The BBT doesn’t have to be terrifying, but he/she/it must be powerful. Think of Rocky. If his big fight was against the band nerd from three flats down, it would make for a lousy story/movie.
What About When the BBT is Not a Person?
Remember high school literature?
Man against man.
Man against nature.
Man against himself.
Ah, but this is where writers can get into trouble. Just because the BBT is not a person, does not mean the BBT will not work through a person. Humans don’t do so great with existentialism, which is why proxies are often so helpful.
For instance, in the 1984 movie Footloose, religious fundamentalism that forbids dancing is the BBT but religious fundamentalism that forbids dancing is represented by the town’s Bible-thumping minister (who also happens to be the father of the love-interest). Talk about conflict!
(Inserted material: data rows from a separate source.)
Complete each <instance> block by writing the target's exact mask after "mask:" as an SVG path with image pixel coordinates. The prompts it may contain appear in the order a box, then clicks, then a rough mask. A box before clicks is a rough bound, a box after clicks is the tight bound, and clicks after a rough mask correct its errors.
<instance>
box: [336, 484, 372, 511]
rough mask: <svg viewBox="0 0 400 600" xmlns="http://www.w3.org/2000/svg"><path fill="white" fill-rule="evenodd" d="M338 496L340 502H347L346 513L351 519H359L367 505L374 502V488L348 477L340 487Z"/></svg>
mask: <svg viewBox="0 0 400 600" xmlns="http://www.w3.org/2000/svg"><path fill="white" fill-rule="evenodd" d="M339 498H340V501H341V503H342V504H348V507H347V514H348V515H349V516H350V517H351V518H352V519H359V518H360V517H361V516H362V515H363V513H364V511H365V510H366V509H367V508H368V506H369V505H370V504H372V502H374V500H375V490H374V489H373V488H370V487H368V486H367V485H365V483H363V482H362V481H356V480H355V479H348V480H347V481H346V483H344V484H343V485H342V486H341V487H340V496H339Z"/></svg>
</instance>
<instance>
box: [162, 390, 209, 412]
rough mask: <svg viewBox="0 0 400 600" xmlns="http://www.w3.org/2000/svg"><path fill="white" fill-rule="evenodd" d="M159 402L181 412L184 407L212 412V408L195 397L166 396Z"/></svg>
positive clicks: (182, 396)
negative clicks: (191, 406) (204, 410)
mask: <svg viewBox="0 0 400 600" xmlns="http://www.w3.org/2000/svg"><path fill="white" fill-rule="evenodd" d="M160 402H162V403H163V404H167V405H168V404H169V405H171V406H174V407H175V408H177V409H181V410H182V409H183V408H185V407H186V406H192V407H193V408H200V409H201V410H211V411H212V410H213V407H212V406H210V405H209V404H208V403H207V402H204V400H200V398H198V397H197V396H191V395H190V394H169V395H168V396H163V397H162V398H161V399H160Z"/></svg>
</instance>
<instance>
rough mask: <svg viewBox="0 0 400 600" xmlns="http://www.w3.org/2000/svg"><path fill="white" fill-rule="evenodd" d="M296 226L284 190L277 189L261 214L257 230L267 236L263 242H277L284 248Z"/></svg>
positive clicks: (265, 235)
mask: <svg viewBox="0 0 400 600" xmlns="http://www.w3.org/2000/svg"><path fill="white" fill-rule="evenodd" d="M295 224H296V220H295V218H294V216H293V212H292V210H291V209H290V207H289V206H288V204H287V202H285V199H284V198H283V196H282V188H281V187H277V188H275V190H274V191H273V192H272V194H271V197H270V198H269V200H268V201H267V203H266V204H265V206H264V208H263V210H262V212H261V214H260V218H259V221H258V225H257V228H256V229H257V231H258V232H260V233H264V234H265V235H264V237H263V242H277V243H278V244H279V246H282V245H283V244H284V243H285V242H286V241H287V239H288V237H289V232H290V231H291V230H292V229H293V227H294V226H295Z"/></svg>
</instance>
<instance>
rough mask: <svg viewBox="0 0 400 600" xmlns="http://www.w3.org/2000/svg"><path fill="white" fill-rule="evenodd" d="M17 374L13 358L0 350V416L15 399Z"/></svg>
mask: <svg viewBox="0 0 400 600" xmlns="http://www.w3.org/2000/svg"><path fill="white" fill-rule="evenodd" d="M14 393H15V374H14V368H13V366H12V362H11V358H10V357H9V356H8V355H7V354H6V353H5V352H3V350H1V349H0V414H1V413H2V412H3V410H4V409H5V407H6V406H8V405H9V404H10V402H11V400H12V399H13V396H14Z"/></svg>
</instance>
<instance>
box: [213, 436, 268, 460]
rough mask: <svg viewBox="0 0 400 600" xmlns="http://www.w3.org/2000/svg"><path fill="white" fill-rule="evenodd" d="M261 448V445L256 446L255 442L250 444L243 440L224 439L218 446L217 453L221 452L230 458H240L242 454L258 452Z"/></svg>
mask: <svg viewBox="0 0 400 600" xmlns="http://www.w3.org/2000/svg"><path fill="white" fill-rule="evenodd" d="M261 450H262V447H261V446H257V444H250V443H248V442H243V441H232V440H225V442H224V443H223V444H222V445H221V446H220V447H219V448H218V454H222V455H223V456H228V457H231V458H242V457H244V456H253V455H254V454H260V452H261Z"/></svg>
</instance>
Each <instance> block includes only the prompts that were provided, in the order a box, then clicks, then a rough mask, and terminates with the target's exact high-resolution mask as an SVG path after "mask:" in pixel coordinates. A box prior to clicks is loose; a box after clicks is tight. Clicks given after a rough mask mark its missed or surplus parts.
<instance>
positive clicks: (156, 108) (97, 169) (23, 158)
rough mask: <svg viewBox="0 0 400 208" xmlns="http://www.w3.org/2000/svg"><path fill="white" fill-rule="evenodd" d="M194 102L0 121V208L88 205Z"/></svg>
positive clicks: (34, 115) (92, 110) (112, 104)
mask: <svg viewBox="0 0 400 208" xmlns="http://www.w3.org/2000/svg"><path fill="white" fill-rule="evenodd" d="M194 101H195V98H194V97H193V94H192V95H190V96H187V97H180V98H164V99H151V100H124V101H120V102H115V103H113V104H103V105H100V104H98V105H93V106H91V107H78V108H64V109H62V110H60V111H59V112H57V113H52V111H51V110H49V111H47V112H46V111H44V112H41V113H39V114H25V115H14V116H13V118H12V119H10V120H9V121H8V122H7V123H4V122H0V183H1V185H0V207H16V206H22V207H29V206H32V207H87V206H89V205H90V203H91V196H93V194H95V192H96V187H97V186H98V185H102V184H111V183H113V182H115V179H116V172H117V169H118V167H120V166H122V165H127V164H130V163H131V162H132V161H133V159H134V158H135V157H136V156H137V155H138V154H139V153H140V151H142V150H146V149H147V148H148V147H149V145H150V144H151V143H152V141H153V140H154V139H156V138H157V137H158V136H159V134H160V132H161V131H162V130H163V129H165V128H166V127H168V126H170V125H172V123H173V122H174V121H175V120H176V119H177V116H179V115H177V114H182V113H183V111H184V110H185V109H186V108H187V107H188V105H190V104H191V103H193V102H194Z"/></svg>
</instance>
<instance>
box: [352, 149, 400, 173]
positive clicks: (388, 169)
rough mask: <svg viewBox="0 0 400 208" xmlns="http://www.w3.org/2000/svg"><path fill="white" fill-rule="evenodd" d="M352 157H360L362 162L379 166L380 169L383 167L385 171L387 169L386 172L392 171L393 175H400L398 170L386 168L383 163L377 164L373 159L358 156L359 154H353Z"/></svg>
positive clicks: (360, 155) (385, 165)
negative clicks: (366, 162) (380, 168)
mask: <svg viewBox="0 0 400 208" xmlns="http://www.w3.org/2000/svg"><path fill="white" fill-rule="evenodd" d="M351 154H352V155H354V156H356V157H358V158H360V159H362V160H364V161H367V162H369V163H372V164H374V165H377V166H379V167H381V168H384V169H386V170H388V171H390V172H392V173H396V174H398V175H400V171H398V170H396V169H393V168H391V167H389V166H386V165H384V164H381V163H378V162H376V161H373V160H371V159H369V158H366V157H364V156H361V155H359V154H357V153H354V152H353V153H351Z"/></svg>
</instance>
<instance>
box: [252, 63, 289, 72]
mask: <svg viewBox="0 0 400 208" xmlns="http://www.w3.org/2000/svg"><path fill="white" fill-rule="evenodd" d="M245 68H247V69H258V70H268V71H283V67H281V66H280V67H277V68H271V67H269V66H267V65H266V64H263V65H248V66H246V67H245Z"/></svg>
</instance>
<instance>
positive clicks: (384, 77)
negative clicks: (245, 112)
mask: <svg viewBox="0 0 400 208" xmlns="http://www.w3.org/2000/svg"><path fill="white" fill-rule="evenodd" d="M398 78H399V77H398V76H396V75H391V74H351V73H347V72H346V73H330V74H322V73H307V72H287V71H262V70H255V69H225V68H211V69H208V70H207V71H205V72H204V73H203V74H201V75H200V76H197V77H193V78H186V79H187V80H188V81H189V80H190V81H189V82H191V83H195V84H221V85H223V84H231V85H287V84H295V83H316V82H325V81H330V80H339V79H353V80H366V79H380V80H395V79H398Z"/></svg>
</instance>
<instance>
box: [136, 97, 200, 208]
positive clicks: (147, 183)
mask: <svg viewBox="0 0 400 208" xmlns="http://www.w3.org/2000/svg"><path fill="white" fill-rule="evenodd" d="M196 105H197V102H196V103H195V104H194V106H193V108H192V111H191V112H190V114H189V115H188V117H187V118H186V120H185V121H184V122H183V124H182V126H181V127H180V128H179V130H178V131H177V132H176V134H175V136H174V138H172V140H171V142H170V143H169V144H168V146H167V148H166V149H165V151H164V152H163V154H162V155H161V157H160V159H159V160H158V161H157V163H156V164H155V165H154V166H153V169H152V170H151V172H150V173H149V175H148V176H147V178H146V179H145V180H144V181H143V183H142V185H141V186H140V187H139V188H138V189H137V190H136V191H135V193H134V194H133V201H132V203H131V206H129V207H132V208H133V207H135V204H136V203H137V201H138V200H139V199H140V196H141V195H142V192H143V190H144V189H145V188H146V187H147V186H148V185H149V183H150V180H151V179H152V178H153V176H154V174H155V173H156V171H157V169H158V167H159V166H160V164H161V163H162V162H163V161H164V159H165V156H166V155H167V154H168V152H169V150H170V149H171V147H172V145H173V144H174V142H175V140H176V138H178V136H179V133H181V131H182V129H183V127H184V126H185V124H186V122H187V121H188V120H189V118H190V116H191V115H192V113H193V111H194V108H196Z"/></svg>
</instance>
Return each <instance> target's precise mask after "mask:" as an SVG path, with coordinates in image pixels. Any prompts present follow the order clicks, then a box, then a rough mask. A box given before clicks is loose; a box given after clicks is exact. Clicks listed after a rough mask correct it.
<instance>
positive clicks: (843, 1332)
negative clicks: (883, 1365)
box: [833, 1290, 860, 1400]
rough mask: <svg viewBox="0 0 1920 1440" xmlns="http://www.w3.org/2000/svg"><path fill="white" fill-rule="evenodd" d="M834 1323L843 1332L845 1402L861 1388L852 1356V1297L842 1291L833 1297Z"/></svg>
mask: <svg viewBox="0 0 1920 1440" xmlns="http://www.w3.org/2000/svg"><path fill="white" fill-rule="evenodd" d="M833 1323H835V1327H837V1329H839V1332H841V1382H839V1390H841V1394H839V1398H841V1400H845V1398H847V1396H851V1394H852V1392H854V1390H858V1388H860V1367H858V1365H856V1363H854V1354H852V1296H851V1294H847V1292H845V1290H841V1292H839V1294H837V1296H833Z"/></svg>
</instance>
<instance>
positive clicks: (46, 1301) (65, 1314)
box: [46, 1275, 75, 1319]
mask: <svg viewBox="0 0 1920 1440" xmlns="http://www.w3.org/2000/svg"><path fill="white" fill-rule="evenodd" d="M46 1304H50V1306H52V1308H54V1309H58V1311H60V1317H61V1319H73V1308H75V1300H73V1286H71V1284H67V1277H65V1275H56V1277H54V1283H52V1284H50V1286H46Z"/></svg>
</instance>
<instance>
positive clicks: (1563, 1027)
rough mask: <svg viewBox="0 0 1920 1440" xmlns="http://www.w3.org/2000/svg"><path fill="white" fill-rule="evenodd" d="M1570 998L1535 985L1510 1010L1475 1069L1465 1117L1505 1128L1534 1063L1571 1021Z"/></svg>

We will talk more about this next week.
Okay, well that’s enough for today. Need to stop before your brains all explode and then you have to clean up your keyboard. The antagonist is tough, and hopefully this series will break its complex nature down in to bite-size, manageable pieces.
What are some of your all-time favorite BBTs? What made them so awesome? What are your biggest problems with the antagonist? What do you find confusing? What books or resources helped you? Any recommendations?
I LOVE hearing from you!
And to prove it and show my love, for the month of April, everyone who leaves a comment I will put your name in a hat. If you comment and link back to my blog on your blog, you get your name in the hat twice. If you leave a comment, and link back to my blog, and mention my book We Are Not Alone in your blog…you get your name in the hat THREE times. What do you win? The unvarnished truth from yours truly.
I will pick a winner every week for a critique of your first five pages. At the end of April I will pick a winner for the grand prize. A free critique from me on the first 15 pages of your novel. Good luck!
Note–I’ve been having technical problems lately and am in the middle of rebuilding my web site. Also, my toddler has had an allergic reaction to something and he is home sick, which is slowing me down.
Thus, I am a tad behind and there were so many comments last week I need a bit more time, so I will announce on Wednesday. Thanks for your patience!